Fable III Really Signals A Larger Microsoft Push For PC Gaming This Time

Illustration for article titled Fable III Really Signals A Larger Microsoft Push For PC Gaming This Time

Microsoft asks itself hard questions in an internal Q&A document obtained by Kotaku, including whether the larger investment in PC gaming brought on by Fable III is different than the other times it promised the same and didn't deliver.


We didn't ask the question. We didn't have to. In an internal Q&A document prepared for MIcrosoft spokespeople and snagged by Kotaku, Microsoft addresses the fact that it hasn't quite come through on the PC promises of the past.

First, the question:

Q: Does "Fable III" on Windows signal a larger reinvestment by Microsoft in PC gaming? How is this different from the previous times you've announced a reinvestment in PC gaming and not quite come through with a robust offering?

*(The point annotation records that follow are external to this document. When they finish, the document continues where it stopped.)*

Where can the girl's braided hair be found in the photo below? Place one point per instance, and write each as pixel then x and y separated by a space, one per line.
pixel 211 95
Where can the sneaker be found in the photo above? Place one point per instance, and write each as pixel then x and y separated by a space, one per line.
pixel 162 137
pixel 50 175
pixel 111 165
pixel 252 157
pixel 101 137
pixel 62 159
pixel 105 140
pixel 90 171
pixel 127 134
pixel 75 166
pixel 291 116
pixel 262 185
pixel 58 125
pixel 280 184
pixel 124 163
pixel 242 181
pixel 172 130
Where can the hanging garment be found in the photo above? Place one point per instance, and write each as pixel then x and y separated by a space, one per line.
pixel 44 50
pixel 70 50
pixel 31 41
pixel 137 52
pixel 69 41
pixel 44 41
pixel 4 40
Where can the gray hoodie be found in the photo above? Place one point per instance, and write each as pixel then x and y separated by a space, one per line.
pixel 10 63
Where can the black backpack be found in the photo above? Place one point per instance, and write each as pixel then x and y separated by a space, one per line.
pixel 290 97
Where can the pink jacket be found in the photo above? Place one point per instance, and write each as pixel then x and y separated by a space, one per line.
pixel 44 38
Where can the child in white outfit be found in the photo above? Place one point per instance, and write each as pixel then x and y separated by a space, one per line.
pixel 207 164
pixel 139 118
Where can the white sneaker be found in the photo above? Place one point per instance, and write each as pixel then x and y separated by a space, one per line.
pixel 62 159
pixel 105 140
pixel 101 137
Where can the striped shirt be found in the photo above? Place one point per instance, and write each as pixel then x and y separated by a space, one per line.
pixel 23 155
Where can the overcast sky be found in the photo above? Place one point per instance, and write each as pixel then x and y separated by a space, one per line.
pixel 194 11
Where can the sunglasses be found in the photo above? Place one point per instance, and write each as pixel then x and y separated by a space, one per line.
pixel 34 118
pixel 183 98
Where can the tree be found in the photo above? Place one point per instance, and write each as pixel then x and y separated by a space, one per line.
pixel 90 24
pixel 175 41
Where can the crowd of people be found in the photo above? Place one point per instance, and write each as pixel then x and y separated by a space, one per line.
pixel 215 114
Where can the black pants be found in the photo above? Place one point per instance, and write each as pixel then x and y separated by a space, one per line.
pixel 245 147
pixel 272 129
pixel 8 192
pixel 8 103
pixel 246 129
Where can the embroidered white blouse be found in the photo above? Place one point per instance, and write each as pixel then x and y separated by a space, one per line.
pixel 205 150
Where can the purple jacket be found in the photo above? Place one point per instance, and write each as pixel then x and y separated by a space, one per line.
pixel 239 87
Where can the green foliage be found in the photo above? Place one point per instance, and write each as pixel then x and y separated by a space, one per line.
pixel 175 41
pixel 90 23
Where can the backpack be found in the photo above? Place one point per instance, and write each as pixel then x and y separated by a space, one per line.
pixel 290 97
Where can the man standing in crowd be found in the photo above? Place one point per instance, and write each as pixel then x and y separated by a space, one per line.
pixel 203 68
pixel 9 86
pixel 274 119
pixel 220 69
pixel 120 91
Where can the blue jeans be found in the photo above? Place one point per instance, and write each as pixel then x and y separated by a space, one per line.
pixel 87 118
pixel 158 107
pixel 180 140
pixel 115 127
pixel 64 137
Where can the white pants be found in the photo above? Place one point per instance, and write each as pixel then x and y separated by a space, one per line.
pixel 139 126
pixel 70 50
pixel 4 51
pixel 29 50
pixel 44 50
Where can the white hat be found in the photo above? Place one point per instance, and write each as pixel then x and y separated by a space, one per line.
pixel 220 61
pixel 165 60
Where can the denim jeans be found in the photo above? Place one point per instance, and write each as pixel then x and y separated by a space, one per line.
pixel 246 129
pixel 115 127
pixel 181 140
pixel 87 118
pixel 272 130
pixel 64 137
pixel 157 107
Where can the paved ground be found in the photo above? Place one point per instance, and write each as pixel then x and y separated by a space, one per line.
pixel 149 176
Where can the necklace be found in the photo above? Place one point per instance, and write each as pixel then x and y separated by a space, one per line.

That this question even exists would indicate that MIcrosoft is at least aware of the perception that they've failed to follow through with previous PC gaming pushes.

Unfortunately the answer, again formulated for spokespeople instead of any media outlet in general, isn't quite as satisfying as the question.

A: In terms of revenue, Windows is far and away the largest gaming platform in the world, so it's an incredibly important part of Microsoft's business. From core games like "Fable III" to casual, social and Facebook titles, more gaming happens on Windows than anywhere else. Windows 7 is a world-class gaming platform, and you can bet Microsoft has a vested interest in using it as a platform for amazing first party content. "Fable III" on Windows as well as Xbox 360 this holiday is a great first step, and we'll have more news for you later this summer.

Hopefully this signals good news for PC gamers on the way.


Just like every promise related to a Fable game...I'll believe it when I see it. There is no good-will left for the Fable franchise after Molyneux' constant overhyped interviews, misleading trailers, and underwhelming final product delivery.

At this point, I wouldn't be surprised if Microsoft cancels the Windows version of the game three months before release because they've decided "the PC isn't the right way to experience it".

How about releasing that finished PC version of Alan Wake you have lying around at HQ while you're at it, MS? I've already beaten it, but I'd love to see what Remedy's true vision for the game was.